EMPLOYER ALERT

AUGUST 28, 2007

Center for WorkLife Law

(415) 565-4640

www.worklifelaw.org

Tips for Prevailing in an FRD Action: The Tale of Two Employers

So often we report on FRD cases where the plaintiff prevailed, highlighting where the employer went wrong and how you, our readers, can avoid being the subject of the next big headline. There is much to be learned from situations gone wrong and after all, an ounce of prevention is worth a pound of cure.

However, there is just as much to be learned from cases where the employer prevailed because it did the right thing from the outset rather than because of poor lawyering on the part of plaintiff’s counsel, a misapplication of the law by an uninformed judge or simply luck. I recently came across two such cases – Larsen v. Township of Branchburg and Staunch v. Continental Airlines, Inc.

In Larsen, No. L-40-03, 2007 WL 135706 (N.J Super. A.D. January 22, 2007), the plaintiff, a patrol officer, requested light duty after learning that she was pregnant. The Branchburg police department eliminated its light-duty policy approximately 18 months before the plaintiff requested a light-duty position. There was evidence that the no light-duty policy was applied across the board to men and women without exception. Nevertheless, the Township offered the plaintiff two temporary positions in its Tax Assessment Office with a guarantee that Larsen would be restored to her position as a patrol officer as soon as she was medically cleared to perform all of her duties. Plaintiff declined both positions and took an unpaid leave of absence. After Larsen delivered, she returned to work as a full-time patrol officer and received all appropriate salary increments.

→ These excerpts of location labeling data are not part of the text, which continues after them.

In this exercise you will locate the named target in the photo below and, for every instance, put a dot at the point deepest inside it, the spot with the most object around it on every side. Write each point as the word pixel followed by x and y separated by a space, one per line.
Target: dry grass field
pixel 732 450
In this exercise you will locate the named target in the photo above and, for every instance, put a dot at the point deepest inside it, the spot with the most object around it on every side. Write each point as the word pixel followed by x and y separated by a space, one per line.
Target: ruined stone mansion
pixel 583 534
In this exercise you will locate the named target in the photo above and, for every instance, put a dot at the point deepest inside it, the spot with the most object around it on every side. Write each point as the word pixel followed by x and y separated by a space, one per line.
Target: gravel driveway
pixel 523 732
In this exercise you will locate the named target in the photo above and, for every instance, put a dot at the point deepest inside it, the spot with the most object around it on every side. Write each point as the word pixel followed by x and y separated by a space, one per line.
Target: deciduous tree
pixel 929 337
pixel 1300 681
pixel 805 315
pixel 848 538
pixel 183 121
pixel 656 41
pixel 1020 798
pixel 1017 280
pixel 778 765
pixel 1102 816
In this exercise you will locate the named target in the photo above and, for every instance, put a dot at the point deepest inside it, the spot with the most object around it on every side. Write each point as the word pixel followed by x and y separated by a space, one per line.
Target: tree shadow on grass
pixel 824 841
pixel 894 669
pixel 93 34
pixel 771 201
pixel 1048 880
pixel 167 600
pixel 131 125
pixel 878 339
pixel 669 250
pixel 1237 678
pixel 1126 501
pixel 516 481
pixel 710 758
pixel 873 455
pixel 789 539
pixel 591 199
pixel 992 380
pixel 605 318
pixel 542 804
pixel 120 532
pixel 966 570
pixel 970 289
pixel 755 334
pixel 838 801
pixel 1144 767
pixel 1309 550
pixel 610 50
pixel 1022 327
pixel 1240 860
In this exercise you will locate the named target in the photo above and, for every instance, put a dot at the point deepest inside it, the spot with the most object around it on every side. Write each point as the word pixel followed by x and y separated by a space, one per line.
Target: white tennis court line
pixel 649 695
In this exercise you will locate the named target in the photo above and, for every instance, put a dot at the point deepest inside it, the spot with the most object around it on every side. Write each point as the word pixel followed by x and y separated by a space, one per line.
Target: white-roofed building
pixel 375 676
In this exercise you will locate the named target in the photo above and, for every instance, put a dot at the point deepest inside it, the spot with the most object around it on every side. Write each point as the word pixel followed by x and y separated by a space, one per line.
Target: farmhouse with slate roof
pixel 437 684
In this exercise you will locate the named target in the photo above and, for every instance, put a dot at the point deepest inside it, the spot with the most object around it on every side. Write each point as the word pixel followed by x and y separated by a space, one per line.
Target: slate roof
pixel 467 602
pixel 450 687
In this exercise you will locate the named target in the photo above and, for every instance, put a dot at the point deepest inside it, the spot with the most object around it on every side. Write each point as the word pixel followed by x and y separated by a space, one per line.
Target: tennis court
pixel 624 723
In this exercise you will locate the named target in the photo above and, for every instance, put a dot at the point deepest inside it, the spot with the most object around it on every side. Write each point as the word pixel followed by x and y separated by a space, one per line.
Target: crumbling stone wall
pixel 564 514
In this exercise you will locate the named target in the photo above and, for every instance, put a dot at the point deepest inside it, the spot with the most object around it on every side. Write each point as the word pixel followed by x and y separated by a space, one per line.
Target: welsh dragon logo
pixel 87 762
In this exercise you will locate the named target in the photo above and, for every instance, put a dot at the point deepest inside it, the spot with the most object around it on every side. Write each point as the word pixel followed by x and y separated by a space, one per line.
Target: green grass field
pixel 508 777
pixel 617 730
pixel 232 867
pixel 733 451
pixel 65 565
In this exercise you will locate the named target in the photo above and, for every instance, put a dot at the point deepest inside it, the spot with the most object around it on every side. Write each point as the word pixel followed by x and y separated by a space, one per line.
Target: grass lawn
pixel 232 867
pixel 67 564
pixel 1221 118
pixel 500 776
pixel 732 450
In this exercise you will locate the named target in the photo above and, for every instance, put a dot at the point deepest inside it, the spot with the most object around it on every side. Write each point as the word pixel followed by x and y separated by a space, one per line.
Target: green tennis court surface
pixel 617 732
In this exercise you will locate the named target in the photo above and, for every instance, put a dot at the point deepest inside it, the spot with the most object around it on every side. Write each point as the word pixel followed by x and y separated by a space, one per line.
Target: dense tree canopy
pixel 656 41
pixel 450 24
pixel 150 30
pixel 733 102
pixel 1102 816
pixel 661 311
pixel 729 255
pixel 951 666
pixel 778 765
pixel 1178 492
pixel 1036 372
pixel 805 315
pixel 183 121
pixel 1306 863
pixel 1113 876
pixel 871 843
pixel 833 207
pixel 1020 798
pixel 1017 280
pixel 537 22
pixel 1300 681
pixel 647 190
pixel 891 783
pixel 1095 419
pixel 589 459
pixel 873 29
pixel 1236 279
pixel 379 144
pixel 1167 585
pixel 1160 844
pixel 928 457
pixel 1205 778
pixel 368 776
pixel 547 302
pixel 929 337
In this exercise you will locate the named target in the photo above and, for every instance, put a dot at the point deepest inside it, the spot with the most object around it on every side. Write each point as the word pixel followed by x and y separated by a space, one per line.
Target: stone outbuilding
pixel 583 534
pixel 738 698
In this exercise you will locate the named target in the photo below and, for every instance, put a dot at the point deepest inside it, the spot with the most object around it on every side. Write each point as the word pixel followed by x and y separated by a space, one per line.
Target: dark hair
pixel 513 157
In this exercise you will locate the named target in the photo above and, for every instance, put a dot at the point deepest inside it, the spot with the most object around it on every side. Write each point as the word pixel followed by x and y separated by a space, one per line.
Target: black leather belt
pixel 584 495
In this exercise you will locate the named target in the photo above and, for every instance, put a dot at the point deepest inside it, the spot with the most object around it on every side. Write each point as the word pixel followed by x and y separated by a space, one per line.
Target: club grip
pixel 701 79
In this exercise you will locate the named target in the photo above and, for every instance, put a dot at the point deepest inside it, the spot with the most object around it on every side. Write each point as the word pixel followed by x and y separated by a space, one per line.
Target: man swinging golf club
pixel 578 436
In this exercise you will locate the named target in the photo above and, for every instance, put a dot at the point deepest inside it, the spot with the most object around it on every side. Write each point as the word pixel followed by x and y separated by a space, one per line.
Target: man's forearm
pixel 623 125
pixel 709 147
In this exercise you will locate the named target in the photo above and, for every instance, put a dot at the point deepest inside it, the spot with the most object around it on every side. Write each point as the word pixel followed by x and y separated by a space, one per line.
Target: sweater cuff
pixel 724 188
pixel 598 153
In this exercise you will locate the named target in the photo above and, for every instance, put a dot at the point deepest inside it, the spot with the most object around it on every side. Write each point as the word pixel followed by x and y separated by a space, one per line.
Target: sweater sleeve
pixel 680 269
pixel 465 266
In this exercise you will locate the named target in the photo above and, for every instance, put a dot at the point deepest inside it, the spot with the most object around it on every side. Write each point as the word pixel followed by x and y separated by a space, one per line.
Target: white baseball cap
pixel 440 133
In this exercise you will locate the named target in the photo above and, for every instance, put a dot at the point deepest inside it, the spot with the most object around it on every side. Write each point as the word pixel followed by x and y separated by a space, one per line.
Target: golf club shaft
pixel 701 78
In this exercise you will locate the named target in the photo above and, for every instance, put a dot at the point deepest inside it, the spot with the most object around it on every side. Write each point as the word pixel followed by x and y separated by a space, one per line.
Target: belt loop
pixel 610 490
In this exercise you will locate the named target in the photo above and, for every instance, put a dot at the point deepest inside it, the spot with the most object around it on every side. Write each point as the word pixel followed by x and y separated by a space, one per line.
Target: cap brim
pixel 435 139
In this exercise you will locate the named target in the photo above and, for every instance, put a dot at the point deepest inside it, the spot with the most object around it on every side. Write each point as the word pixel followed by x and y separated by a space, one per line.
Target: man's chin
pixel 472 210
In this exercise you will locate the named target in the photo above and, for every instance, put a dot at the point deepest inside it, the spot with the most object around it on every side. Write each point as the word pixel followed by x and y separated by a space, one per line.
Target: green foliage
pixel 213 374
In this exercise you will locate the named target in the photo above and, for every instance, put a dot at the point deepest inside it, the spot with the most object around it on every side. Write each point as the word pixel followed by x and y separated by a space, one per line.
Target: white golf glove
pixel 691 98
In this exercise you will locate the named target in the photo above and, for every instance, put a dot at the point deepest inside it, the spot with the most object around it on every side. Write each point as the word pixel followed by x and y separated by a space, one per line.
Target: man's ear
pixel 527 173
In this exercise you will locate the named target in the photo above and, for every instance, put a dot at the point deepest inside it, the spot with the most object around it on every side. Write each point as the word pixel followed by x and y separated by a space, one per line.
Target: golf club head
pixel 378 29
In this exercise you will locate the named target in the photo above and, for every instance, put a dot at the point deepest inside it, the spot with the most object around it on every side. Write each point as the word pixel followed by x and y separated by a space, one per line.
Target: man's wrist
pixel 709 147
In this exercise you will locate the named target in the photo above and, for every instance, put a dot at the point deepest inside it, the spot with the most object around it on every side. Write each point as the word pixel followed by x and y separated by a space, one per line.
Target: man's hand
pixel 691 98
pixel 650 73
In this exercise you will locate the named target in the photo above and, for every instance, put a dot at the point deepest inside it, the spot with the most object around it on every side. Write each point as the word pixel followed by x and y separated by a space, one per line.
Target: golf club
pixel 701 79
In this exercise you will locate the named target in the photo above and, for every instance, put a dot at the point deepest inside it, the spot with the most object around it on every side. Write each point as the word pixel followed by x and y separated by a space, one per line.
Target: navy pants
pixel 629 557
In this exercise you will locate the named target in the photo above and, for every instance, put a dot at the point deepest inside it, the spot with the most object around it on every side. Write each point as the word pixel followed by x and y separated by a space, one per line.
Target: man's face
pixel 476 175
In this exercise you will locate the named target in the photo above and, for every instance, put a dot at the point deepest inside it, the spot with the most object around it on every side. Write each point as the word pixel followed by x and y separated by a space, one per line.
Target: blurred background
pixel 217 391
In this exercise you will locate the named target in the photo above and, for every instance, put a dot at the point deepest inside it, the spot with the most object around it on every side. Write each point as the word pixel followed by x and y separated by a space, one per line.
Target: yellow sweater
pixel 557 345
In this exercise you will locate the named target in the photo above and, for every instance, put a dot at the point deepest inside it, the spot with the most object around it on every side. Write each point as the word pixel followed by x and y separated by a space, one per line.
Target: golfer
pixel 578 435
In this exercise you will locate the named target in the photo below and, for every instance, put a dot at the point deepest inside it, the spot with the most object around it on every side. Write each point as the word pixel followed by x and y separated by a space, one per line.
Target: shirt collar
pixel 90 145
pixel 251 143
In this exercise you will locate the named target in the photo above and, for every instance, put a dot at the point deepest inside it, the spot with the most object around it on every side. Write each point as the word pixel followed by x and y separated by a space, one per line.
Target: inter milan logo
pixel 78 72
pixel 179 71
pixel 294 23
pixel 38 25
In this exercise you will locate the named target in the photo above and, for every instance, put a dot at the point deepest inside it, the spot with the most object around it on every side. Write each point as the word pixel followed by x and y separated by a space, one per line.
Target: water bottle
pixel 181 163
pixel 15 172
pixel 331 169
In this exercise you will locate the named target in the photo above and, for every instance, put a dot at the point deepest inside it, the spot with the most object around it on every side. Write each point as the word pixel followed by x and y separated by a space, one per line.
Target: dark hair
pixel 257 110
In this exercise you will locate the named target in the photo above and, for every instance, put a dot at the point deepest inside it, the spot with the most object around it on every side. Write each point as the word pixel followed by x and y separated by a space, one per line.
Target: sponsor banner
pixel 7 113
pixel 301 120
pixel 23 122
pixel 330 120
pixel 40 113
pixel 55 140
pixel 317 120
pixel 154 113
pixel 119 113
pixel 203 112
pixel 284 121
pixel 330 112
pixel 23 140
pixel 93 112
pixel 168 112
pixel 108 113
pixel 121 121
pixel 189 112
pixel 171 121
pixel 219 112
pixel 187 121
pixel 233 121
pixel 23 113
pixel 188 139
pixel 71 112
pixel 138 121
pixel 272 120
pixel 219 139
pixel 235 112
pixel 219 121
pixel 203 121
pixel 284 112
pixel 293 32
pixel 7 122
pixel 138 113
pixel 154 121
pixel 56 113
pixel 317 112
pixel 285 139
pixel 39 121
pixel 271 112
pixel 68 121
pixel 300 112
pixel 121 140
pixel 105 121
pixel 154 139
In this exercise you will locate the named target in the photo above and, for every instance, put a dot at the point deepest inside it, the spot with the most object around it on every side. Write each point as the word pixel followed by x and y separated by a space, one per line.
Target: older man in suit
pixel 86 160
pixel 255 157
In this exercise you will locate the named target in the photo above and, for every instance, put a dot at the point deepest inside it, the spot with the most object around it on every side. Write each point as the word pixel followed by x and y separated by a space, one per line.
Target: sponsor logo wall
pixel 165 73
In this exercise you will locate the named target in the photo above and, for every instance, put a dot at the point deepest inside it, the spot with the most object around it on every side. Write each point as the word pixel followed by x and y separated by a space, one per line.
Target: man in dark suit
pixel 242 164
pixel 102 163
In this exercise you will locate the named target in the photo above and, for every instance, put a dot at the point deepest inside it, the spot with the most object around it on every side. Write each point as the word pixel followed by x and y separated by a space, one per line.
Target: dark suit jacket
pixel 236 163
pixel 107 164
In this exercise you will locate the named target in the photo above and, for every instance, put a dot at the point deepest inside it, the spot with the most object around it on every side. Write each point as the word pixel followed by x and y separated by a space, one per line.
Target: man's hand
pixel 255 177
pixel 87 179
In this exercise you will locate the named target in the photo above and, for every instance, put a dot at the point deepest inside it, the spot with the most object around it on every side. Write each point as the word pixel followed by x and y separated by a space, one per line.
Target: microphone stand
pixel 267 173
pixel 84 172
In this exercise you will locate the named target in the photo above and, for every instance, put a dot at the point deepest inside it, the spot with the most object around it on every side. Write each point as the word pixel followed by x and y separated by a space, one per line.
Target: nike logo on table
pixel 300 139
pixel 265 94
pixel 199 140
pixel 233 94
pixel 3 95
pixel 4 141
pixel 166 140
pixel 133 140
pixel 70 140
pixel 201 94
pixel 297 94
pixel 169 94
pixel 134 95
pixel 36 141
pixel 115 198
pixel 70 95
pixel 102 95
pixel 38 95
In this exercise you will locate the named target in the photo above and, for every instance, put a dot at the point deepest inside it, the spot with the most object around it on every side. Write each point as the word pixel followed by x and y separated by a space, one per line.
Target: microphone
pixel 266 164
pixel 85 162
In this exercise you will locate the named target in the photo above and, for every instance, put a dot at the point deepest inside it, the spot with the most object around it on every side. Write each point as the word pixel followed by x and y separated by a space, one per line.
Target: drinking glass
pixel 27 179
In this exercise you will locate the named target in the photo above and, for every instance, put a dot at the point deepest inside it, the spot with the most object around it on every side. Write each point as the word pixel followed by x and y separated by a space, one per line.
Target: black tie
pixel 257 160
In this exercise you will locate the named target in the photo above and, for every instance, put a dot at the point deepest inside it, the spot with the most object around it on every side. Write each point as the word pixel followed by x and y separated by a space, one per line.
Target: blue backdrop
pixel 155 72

Shortly after returning to work, Larsen filed a compliant alleging among other things, gender discrimination pursuant to the New Jersey Law Against Discrimination. Specifically, Larsen claimed that she was discriminated against on the basis of her pregnancy when the Township refused to accommodate her pregnancy when it refused to give her a light-duty work schedule.

This issue was tried to a jury and the Township of Branchburg prevailed. Larsen made a motion for a new trial, which the trail court denied. Larsen appealed the trial court’s decision and again did not prevail. In reaching its decision, the appellate court found persuasive the fact that the Police Department’s no light-duty policy was applied equally across the board without exception. In denying plaintiff’s appeal, the court held that “[a]lthough childbirth is unique to women, and an employer is prohibited from discriminating against a woman who becomes pregnant, an employer cannot be required to give preferential treatment to female employees who become pregnant.” Larsen, 2007 WL 135706 at 6. Consistent application of the relevant employment policy was the critical factor in the court’s decision.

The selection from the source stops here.